奥村から見たイチローの特徴は、バットがムチのようにしなって出ることだった。外角の球でもフォームを崩しながら打っても、打球はすごい勢いで飛んできた。その打球の速度は外国人選手を超えていた。
「イチローは体格に恵まれていないから、1軍で活躍するために強い打球を打とうとして振り子打法を考えたと思います。自分の体重をボールに乗せる。そのため人よりもボール1個前でミートすることになる。遅いボールが来ると、我慢できなくてひっかけてしまうこともあるから、前の足を泳がないようにしていました」
イチローがシーズン200安打を達成した日、奥村はケーキをプレゼントした。イチローは「ロッカーで奥村さんにもらったケーキがいちばん嬉しかった」と言ってくれた。

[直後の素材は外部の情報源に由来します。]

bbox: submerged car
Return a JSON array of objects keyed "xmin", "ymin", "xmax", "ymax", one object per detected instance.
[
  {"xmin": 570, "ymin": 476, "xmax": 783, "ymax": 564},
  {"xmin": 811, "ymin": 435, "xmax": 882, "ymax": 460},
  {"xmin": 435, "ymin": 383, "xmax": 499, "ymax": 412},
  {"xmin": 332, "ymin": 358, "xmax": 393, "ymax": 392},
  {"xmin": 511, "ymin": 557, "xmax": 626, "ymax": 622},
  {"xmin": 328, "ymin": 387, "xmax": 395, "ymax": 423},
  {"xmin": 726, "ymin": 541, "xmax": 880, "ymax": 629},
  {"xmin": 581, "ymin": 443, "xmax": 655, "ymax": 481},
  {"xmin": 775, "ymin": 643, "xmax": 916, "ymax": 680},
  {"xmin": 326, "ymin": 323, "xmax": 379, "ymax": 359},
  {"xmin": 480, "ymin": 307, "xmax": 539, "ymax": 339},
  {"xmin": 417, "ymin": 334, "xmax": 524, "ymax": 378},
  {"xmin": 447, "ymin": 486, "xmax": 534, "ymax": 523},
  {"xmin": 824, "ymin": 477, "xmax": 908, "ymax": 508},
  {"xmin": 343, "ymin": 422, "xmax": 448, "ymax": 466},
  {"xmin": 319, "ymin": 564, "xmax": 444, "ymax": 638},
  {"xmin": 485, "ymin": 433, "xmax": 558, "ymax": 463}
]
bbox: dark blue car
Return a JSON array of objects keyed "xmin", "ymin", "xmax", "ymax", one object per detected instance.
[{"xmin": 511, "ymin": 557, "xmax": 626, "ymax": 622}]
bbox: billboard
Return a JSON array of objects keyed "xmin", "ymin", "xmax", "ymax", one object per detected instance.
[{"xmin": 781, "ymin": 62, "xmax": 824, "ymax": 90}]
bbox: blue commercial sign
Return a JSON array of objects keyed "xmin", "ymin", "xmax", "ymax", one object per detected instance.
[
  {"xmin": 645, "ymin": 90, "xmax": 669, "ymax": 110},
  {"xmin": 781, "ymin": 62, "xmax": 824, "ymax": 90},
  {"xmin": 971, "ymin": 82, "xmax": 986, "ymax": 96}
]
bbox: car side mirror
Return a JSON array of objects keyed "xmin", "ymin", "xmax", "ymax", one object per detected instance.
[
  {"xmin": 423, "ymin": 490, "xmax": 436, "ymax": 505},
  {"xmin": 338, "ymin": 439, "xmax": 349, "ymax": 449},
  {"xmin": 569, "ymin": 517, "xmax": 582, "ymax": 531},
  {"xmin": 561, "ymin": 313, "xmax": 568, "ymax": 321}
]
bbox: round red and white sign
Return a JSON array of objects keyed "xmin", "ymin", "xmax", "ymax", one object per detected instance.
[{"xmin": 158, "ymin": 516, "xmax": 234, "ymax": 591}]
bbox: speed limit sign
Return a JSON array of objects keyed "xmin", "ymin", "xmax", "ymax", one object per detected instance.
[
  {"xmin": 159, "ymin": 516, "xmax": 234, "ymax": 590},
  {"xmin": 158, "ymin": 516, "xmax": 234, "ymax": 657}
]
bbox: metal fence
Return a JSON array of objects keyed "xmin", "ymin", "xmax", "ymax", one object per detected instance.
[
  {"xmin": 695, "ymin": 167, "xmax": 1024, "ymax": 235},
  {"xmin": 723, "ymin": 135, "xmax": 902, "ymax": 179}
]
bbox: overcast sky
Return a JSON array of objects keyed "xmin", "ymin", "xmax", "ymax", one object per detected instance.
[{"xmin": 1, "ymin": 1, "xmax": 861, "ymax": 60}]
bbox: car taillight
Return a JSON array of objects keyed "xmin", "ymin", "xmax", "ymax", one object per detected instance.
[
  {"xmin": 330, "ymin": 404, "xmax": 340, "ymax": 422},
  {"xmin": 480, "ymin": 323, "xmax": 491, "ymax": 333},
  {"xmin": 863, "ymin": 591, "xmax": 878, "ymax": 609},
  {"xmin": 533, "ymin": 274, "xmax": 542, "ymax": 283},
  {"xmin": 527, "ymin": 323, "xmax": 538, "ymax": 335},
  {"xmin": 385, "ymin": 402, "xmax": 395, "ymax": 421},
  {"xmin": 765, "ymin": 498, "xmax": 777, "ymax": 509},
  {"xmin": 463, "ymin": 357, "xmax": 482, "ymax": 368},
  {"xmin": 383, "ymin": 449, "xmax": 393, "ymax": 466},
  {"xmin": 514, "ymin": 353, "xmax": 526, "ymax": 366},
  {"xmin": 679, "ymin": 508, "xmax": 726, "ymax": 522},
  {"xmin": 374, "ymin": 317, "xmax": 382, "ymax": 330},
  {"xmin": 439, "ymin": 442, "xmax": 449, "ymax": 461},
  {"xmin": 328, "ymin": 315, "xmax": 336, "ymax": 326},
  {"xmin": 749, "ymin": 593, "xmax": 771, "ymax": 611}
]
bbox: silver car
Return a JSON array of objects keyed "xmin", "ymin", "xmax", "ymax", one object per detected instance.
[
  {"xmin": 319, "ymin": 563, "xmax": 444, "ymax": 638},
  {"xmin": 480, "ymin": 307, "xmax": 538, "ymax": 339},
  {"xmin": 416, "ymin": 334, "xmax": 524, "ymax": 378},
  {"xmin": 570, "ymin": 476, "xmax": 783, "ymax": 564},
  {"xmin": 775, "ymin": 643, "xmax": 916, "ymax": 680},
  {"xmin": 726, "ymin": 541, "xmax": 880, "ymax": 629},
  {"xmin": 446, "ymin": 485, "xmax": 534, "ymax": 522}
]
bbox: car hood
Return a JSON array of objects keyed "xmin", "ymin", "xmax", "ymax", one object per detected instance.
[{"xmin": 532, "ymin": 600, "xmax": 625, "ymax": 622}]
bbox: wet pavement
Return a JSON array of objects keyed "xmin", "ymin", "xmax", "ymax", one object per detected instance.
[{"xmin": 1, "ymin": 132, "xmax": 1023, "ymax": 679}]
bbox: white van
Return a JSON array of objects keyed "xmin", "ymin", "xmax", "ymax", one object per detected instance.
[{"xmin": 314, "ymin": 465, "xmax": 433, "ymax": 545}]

奥村はその後、少年野球チームの宝塚ボーイズの監督を務め、田中将大ら多くの選手を育てている。
奥村の後、イチローに投げたオリックスの打撃投手たちも、取材でイチローは本塁打王になれるパワーを持っていると答えてくれた。イチローの打撃は力が無駄に分散されず、インパクトのときにすべての力がバットに乗り移るので、打球が面白いように速く、遠くまで飛ぶ。
「本塁打を打つ気になったらいくらでも打てると思います。本塁打に徹すれば松井秀喜より打てると思います」
彼らに共通する見解だ。メジャーリーグに移籍してからも、イチローに投げた日本人打撃投手がいる。中日ドラゴンズの打撃投手だった坂田和隆である。彼は2008年からイチローのオフシーズンの打撃投手を務めた。冬場、イチローは日本の球場で練習するが、1時間ほどの打撃練習で、50本から60本の柵越えを放ったと語ってくれた。この本塁打数は尋常な数ではない。
イチローの偉大な成績は、一流の打撃投手との二人三脚の中で生まれて行ったのである。
改めてイチローが本塁打王争いをしていた1995年当時のビデオを見ると、彼の本塁打は、弾丸ライナーで観客席の中段まで届くものもあれば、高々と舞ってゆっくりと右翼席上段に落ちるアーチもある。しかもグリーンスタジアム神戸は、両翼99.1メートル、センター122メートルと、当時の福岡ドーム並みの広さを持つ。そこで軽々と中段から上段席まで届く打球は、並の長距離打者では打てるものではない。
ホームランバッター・イチローを実感した瞬間だった。